I explored my avenues of escape but four of the doctors were strategically placed and the imposing bulk of Gynaecologist Ventura had invaded my space.

“Dr Fabrizio, you must realise that our concern is justified and above board. If anything has happened to Governor Bera, I think that we’ve a right to know.”

“Why would you think a thing like that?”

“Yesterday morning, we were expecting his butler to collect the Governor’s pills. He didn’t show up today either. Has Bera stopped taking his pills?”

“Indeed not, I’m going to take them there.”

If possible, the five physicians encroached even further, shutting out the light and depleting the air of oxygen.

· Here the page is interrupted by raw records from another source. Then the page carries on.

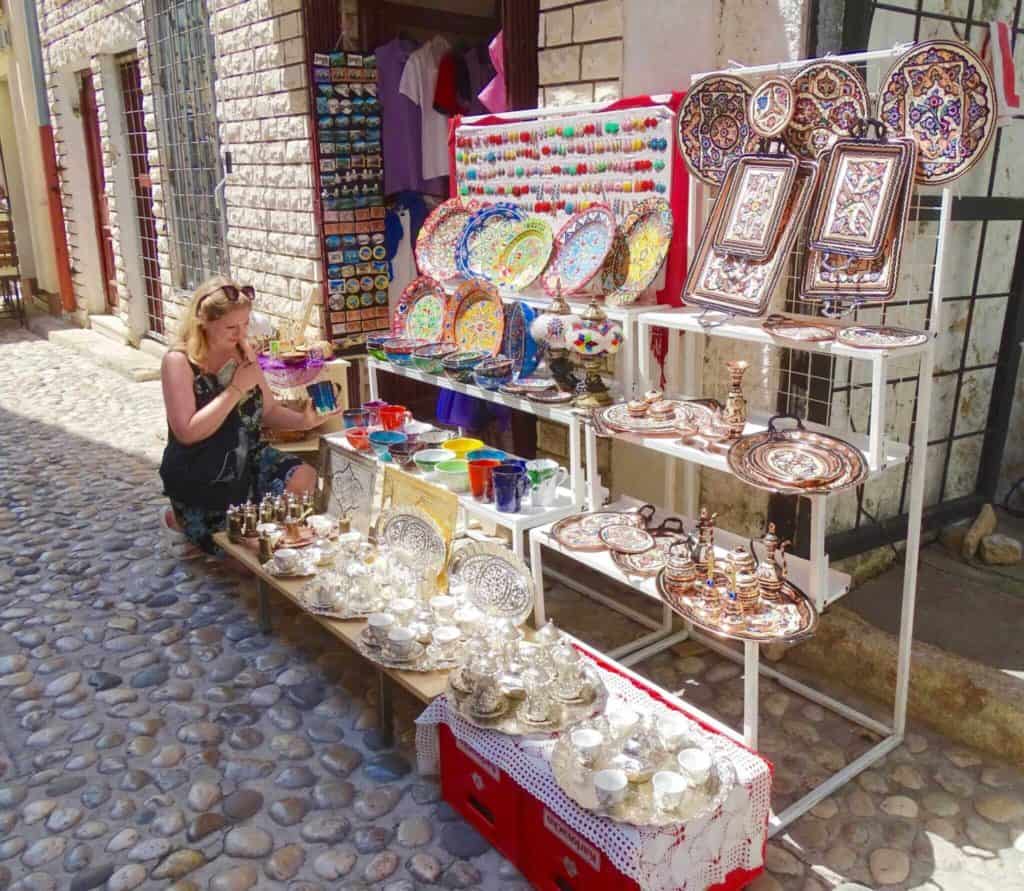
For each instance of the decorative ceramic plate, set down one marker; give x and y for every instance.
(940, 93)
(438, 237)
(483, 237)
(796, 460)
(739, 285)
(713, 126)
(626, 539)
(420, 312)
(799, 330)
(415, 532)
(495, 581)
(829, 101)
(475, 319)
(581, 248)
(519, 345)
(771, 107)
(881, 337)
(788, 619)
(524, 255)
(647, 230)
(582, 532)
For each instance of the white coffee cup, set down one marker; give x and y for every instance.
(609, 787)
(380, 624)
(695, 763)
(669, 788)
(400, 642)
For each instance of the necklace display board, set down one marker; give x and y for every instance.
(349, 174)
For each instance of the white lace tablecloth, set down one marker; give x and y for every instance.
(690, 856)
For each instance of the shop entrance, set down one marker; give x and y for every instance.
(94, 154)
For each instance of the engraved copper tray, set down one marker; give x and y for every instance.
(793, 618)
(797, 461)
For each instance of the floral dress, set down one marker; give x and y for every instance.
(230, 466)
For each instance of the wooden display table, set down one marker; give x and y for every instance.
(424, 685)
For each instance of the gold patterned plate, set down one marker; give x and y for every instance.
(829, 101)
(788, 619)
(940, 93)
(714, 130)
(797, 461)
(881, 337)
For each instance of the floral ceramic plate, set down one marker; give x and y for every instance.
(484, 236)
(581, 248)
(524, 255)
(495, 581)
(518, 344)
(648, 234)
(829, 101)
(881, 337)
(438, 238)
(475, 319)
(420, 313)
(940, 93)
(714, 130)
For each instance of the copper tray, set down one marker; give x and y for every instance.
(793, 618)
(802, 452)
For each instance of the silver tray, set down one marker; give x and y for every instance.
(638, 807)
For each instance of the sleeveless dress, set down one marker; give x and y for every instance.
(230, 466)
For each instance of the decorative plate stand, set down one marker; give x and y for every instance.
(580, 250)
(475, 319)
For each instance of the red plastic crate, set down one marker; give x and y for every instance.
(485, 796)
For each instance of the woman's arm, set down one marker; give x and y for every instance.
(187, 425)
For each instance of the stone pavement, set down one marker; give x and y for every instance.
(151, 736)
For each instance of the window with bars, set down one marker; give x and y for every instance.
(181, 65)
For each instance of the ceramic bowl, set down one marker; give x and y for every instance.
(428, 358)
(382, 440)
(428, 459)
(454, 474)
(462, 446)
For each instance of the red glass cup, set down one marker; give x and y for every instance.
(480, 480)
(394, 417)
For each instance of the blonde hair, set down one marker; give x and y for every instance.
(217, 296)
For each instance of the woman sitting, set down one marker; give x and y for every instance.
(216, 399)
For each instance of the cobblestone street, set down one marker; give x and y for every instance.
(151, 736)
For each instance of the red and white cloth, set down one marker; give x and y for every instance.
(692, 856)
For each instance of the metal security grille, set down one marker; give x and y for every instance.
(131, 90)
(181, 62)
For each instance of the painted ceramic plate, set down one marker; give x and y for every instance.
(483, 237)
(648, 234)
(771, 107)
(525, 254)
(435, 246)
(940, 93)
(714, 130)
(581, 248)
(420, 312)
(518, 344)
(881, 337)
(495, 581)
(829, 101)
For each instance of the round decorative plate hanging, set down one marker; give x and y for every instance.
(438, 237)
(525, 254)
(475, 319)
(519, 345)
(829, 101)
(771, 107)
(648, 234)
(420, 312)
(484, 235)
(941, 94)
(713, 126)
(581, 248)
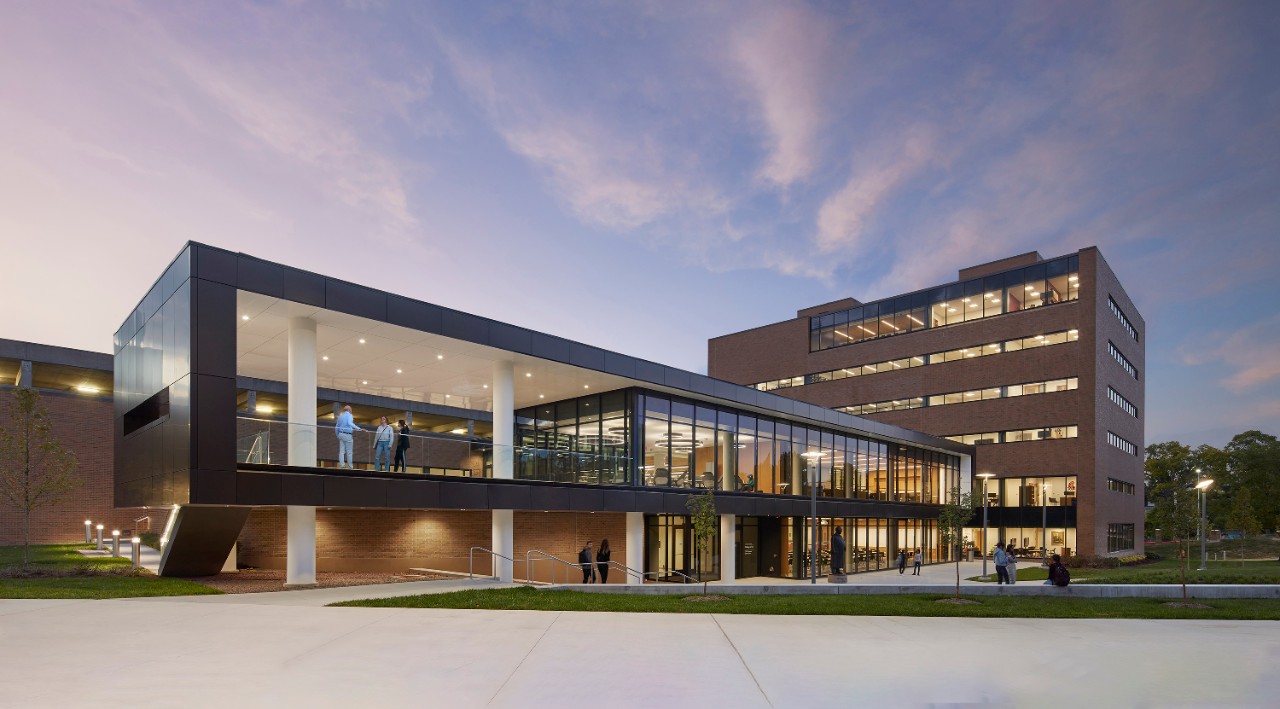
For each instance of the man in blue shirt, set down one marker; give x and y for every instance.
(344, 429)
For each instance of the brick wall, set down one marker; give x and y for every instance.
(83, 426)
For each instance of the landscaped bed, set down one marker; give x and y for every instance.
(909, 604)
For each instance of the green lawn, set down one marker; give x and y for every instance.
(1166, 570)
(59, 571)
(1000, 607)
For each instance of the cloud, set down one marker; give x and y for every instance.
(786, 55)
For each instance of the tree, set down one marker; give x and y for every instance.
(951, 520)
(705, 522)
(1243, 518)
(35, 469)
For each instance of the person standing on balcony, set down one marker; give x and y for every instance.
(401, 447)
(344, 429)
(383, 446)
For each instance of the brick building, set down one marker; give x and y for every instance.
(1038, 362)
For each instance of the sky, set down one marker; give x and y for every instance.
(647, 175)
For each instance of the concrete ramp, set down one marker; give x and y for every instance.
(201, 539)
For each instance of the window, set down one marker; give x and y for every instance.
(1119, 538)
(1060, 337)
(1121, 444)
(965, 397)
(1124, 321)
(1120, 486)
(1124, 362)
(1121, 402)
(1038, 284)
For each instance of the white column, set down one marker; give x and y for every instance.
(301, 554)
(503, 420)
(728, 549)
(635, 545)
(302, 392)
(503, 543)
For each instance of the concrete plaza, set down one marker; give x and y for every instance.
(263, 652)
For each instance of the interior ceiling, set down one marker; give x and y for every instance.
(398, 362)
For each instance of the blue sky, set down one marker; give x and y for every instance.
(647, 175)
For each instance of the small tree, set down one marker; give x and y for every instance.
(705, 522)
(1243, 518)
(35, 469)
(952, 517)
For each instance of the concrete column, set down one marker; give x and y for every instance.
(503, 420)
(302, 394)
(635, 545)
(503, 543)
(300, 566)
(728, 549)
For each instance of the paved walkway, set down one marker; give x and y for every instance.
(172, 653)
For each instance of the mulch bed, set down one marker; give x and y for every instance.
(261, 580)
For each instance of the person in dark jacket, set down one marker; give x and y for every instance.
(401, 447)
(586, 559)
(837, 552)
(602, 561)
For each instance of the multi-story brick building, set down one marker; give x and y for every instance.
(1038, 362)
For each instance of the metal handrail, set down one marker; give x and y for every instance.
(471, 561)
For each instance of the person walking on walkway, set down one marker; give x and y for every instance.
(586, 559)
(1001, 563)
(602, 561)
(401, 447)
(383, 446)
(344, 429)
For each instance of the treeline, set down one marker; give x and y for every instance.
(1244, 495)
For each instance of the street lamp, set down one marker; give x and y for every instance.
(986, 499)
(816, 460)
(1203, 485)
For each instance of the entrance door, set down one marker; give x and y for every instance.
(769, 538)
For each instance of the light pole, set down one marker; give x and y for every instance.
(1202, 486)
(986, 499)
(814, 458)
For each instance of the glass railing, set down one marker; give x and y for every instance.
(266, 442)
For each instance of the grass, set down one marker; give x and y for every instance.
(60, 571)
(1168, 568)
(909, 604)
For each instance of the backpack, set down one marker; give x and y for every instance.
(1063, 576)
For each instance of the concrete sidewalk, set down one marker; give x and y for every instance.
(170, 653)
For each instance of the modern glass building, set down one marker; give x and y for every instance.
(231, 374)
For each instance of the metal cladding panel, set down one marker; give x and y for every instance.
(547, 497)
(464, 495)
(549, 347)
(355, 492)
(414, 494)
(259, 488)
(461, 325)
(620, 365)
(511, 338)
(260, 277)
(586, 498)
(355, 300)
(306, 490)
(508, 497)
(586, 356)
(302, 287)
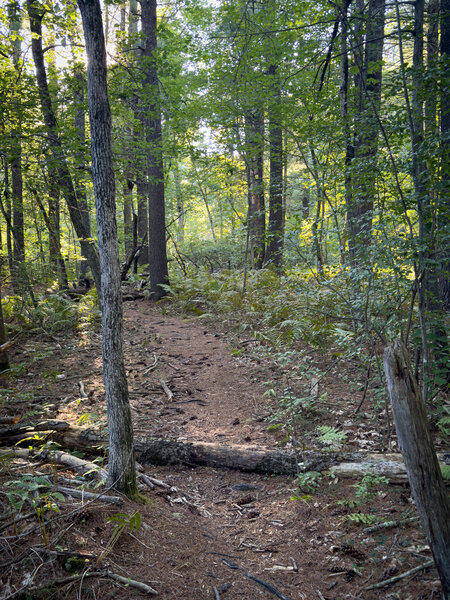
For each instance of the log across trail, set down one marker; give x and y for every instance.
(244, 458)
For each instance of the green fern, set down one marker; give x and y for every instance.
(331, 435)
(361, 519)
(445, 470)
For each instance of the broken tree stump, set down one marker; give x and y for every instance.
(255, 459)
(425, 478)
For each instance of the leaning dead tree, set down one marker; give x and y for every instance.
(425, 478)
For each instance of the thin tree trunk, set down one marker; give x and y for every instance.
(156, 207)
(121, 463)
(274, 249)
(360, 209)
(180, 203)
(4, 361)
(62, 172)
(254, 162)
(16, 145)
(424, 474)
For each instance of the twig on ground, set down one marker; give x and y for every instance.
(381, 584)
(82, 390)
(148, 369)
(28, 591)
(166, 389)
(83, 495)
(389, 525)
(268, 586)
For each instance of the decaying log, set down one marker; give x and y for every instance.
(231, 456)
(26, 428)
(425, 478)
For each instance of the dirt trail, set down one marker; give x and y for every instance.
(215, 396)
(221, 535)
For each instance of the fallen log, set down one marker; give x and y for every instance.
(255, 459)
(425, 478)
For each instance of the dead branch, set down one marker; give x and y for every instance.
(83, 495)
(381, 584)
(166, 389)
(389, 525)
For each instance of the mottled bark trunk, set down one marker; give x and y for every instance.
(61, 167)
(361, 206)
(254, 162)
(121, 463)
(4, 361)
(155, 168)
(16, 145)
(275, 230)
(427, 485)
(180, 204)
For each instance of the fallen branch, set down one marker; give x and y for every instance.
(389, 525)
(166, 389)
(9, 420)
(143, 587)
(381, 584)
(83, 495)
(267, 586)
(34, 591)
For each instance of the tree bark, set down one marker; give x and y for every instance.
(360, 204)
(156, 207)
(16, 146)
(254, 163)
(121, 464)
(62, 172)
(421, 463)
(4, 361)
(275, 230)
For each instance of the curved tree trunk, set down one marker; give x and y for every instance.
(424, 474)
(121, 470)
(62, 173)
(157, 251)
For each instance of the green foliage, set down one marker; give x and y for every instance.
(36, 491)
(331, 436)
(369, 487)
(445, 471)
(309, 481)
(361, 519)
(121, 522)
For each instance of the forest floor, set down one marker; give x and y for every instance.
(222, 534)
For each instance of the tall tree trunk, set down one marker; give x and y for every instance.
(180, 203)
(254, 162)
(16, 145)
(80, 129)
(4, 361)
(142, 217)
(156, 206)
(360, 208)
(121, 463)
(274, 250)
(7, 214)
(61, 167)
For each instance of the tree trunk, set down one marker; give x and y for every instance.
(4, 362)
(360, 204)
(156, 207)
(121, 464)
(16, 145)
(425, 478)
(254, 162)
(62, 172)
(180, 203)
(229, 456)
(274, 250)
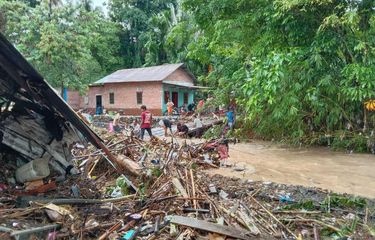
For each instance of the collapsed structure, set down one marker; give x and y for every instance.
(35, 122)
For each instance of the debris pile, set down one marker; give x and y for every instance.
(160, 190)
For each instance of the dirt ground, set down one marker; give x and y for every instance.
(318, 167)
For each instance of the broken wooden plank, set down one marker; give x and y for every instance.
(36, 229)
(62, 201)
(210, 227)
(177, 184)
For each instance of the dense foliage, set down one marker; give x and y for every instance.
(295, 67)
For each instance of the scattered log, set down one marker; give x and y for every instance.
(177, 184)
(210, 227)
(35, 230)
(128, 164)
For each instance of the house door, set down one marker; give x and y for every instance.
(99, 101)
(175, 98)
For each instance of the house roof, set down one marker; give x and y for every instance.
(145, 74)
(184, 84)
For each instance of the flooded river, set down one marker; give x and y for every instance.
(319, 167)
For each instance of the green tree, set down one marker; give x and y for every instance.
(296, 67)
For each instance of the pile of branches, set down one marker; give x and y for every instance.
(168, 194)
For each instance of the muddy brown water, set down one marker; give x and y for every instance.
(318, 167)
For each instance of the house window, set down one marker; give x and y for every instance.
(111, 98)
(186, 98)
(139, 98)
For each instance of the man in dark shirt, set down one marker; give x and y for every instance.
(166, 124)
(146, 119)
(182, 129)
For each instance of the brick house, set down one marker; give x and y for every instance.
(127, 89)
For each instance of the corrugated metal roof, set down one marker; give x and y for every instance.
(145, 74)
(184, 84)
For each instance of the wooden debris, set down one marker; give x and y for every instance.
(210, 227)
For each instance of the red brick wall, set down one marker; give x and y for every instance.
(179, 76)
(125, 97)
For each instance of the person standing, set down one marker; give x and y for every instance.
(116, 123)
(170, 106)
(166, 124)
(182, 129)
(230, 117)
(198, 125)
(146, 120)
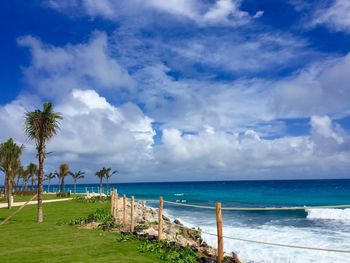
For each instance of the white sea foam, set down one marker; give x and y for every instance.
(250, 252)
(329, 214)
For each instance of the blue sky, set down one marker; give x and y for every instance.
(183, 89)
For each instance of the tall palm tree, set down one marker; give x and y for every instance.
(10, 154)
(19, 174)
(76, 176)
(32, 170)
(41, 126)
(25, 178)
(108, 174)
(57, 174)
(49, 177)
(100, 174)
(64, 171)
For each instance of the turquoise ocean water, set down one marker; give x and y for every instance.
(325, 228)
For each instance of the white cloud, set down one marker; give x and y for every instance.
(336, 16)
(56, 70)
(93, 133)
(201, 12)
(322, 88)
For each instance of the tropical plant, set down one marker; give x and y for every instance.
(19, 175)
(10, 154)
(108, 173)
(76, 176)
(32, 170)
(41, 126)
(100, 174)
(49, 177)
(63, 171)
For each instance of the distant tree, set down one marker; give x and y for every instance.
(63, 171)
(100, 174)
(49, 177)
(108, 173)
(25, 177)
(41, 126)
(10, 154)
(76, 176)
(32, 170)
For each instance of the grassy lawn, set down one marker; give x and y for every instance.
(23, 198)
(24, 240)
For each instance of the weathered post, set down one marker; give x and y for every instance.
(219, 232)
(116, 207)
(124, 210)
(132, 214)
(160, 218)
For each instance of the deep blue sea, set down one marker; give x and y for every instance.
(325, 228)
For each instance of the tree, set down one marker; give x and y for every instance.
(76, 176)
(108, 173)
(25, 177)
(63, 171)
(10, 154)
(49, 177)
(100, 174)
(41, 126)
(32, 170)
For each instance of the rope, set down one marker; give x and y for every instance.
(259, 208)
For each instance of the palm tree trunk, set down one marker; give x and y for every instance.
(40, 184)
(63, 190)
(9, 191)
(101, 186)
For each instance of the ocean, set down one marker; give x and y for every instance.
(323, 228)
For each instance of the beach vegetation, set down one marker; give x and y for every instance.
(41, 126)
(76, 176)
(10, 154)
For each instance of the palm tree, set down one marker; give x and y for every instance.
(41, 126)
(19, 174)
(49, 177)
(24, 176)
(108, 174)
(76, 176)
(57, 174)
(100, 174)
(32, 170)
(64, 171)
(10, 153)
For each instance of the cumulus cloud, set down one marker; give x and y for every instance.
(56, 70)
(321, 88)
(335, 16)
(203, 13)
(93, 133)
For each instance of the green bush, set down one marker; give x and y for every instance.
(63, 194)
(168, 252)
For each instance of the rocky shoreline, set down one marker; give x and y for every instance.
(146, 226)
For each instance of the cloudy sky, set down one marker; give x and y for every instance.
(182, 90)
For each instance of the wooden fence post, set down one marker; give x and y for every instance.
(116, 204)
(160, 218)
(124, 210)
(132, 214)
(219, 232)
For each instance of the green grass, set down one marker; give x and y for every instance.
(22, 239)
(23, 198)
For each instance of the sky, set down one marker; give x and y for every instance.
(182, 90)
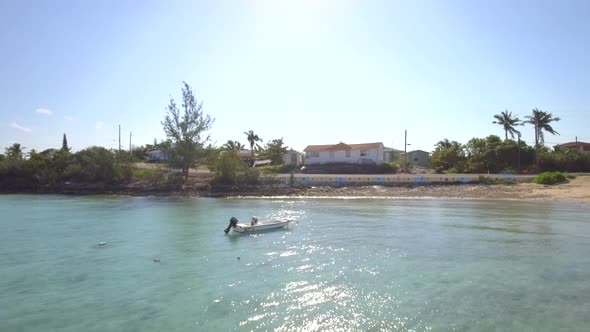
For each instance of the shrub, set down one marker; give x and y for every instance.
(549, 178)
(150, 175)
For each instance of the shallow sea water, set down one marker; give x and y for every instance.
(343, 265)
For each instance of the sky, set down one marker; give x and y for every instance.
(308, 71)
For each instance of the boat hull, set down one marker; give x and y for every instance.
(262, 226)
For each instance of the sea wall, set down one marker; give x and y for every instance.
(393, 179)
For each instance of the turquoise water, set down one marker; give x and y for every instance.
(344, 265)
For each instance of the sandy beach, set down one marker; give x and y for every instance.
(574, 190)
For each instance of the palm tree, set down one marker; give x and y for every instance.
(233, 146)
(541, 121)
(508, 121)
(252, 139)
(443, 144)
(15, 152)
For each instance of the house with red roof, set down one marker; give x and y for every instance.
(577, 145)
(365, 153)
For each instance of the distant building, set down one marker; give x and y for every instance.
(391, 154)
(366, 153)
(158, 155)
(293, 157)
(577, 145)
(418, 158)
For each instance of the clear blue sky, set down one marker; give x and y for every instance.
(310, 71)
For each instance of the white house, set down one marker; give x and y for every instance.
(366, 153)
(158, 155)
(293, 157)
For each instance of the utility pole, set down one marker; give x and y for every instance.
(518, 153)
(119, 138)
(405, 145)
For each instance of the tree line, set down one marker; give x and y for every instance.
(494, 155)
(187, 144)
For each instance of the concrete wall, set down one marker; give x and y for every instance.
(384, 179)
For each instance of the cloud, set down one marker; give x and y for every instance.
(19, 127)
(44, 111)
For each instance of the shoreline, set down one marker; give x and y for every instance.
(575, 190)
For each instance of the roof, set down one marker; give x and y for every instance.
(343, 147)
(418, 151)
(573, 144)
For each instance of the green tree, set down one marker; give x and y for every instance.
(542, 122)
(448, 156)
(482, 154)
(14, 152)
(508, 122)
(274, 150)
(252, 139)
(64, 144)
(186, 129)
(233, 146)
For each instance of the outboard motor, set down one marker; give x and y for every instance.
(233, 222)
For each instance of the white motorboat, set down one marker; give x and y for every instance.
(257, 226)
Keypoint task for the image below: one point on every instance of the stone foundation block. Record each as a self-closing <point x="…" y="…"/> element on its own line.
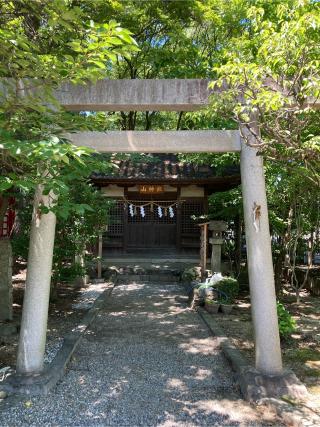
<point x="255" y="385"/>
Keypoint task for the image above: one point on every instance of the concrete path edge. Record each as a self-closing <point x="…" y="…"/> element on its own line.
<point x="41" y="384"/>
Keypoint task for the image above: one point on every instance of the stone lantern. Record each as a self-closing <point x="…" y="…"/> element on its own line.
<point x="217" y="228"/>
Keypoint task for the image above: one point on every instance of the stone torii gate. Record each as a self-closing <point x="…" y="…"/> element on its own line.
<point x="160" y="95"/>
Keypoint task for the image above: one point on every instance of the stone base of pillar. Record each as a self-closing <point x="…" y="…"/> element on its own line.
<point x="81" y="281"/>
<point x="5" y="279"/>
<point x="255" y="386"/>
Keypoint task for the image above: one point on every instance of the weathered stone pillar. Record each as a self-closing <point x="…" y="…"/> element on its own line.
<point x="99" y="263"/>
<point x="36" y="298"/>
<point x="5" y="279"/>
<point x="217" y="228"/>
<point x="261" y="278"/>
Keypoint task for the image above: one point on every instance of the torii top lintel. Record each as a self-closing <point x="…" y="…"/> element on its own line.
<point x="135" y="95"/>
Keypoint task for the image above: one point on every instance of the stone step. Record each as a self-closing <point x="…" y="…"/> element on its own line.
<point x="148" y="278"/>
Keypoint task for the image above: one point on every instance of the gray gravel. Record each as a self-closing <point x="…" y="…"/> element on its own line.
<point x="147" y="360"/>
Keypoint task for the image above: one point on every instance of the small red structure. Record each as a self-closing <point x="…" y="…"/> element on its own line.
<point x="6" y="229"/>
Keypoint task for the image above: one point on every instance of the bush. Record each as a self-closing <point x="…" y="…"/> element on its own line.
<point x="287" y="325"/>
<point x="230" y="287"/>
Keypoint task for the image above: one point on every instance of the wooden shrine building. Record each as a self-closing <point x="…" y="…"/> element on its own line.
<point x="157" y="201"/>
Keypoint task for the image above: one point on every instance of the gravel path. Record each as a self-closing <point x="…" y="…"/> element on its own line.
<point x="146" y="361"/>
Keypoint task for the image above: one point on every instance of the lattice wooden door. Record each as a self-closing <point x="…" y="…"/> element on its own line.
<point x="152" y="230"/>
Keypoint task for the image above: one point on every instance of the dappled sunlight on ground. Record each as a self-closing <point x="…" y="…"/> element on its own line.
<point x="145" y="361"/>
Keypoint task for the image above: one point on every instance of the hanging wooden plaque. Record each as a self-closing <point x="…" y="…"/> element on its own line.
<point x="151" y="189"/>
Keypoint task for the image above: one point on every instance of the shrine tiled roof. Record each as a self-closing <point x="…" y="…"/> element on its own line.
<point x="162" y="167"/>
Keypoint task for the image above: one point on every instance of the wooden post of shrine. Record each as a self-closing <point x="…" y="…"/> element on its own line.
<point x="203" y="248"/>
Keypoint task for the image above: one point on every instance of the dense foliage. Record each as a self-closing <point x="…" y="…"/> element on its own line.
<point x="264" y="52"/>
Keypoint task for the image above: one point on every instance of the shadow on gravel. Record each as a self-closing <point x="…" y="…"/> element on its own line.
<point x="147" y="360"/>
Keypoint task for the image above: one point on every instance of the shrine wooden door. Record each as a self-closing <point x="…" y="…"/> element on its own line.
<point x="152" y="231"/>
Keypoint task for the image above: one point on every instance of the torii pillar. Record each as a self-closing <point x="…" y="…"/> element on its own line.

“You’re a surgeon, by training, if I’m not mistaken,” said Pulmonologist Mochtachiev. I was always curious why the Governor should’ve chosen a surgeon as his personal physician. Be that as it may, if the pill is causing your exalted patient any suspicious side effects, I do hope that you’re conscientious enough to refer him to colleagues of more appropriate specialities.”

“There’s no question of side effects, you’re jumping to the wrong conclusions.”

“One mustn’t take risks where health’s involved, Doctor,” said Gynaecologist Ventura, and Cardiologist Sanchez added, “And especially where the health of the first citizen of the Colony is concerned, one shouldn’t allow vanity to interfere with professionalism.”